Lin-chi repeats these sentiments to his students throughout the text, telling them that the teachings of the Buddha and the Patriarchs "have no special meaning," that "there are no great number of principles to be grasped," that the teachings contained in the sutras are merely "expositions of surface matters," and that even if one could discover some "special meaning" in all the Buddhist teachings put together, "it would all be names, words, phrases, medicine to apply to the ills of little children to placate them, words dealing with mere surface matters" (Watson 1993, p. 72).

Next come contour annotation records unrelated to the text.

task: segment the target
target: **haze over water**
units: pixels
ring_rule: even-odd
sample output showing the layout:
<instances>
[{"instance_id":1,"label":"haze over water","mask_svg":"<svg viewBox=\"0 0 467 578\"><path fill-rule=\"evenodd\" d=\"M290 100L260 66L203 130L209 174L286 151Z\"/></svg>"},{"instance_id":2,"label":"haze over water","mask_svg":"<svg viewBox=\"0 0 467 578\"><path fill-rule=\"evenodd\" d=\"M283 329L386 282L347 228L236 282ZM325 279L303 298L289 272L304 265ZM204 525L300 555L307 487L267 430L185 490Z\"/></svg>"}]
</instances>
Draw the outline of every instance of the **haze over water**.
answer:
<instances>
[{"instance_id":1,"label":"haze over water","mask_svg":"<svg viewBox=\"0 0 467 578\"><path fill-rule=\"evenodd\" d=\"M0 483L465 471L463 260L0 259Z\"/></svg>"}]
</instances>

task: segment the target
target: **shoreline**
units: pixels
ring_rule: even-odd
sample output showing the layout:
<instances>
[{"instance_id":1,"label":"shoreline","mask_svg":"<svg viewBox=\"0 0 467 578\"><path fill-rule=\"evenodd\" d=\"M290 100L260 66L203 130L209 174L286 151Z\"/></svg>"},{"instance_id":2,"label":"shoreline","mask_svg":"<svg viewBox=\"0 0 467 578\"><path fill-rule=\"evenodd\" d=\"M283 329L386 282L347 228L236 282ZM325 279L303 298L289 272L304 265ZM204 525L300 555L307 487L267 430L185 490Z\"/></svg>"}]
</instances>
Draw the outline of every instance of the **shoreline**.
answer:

Although it may appear that Lin-chi is discarding traditional Buddhist doctrine to establish his own philosophical position, this is not the case, for he tells us that he does not have "a particle of Dharma to give to anyone" (Watson 1993, p. 53).

To take these comments seriously means that we should be cautious about interpreting Lin-chi's project metaphysically: that is, he literally has no Dharma, no philosophical doctrine, and no metaphysical teachings to offer his students. "Everything I am saying to you," he tells them, "is for the moment only, medicine to cure the disease" (Watson 1993, p. 34).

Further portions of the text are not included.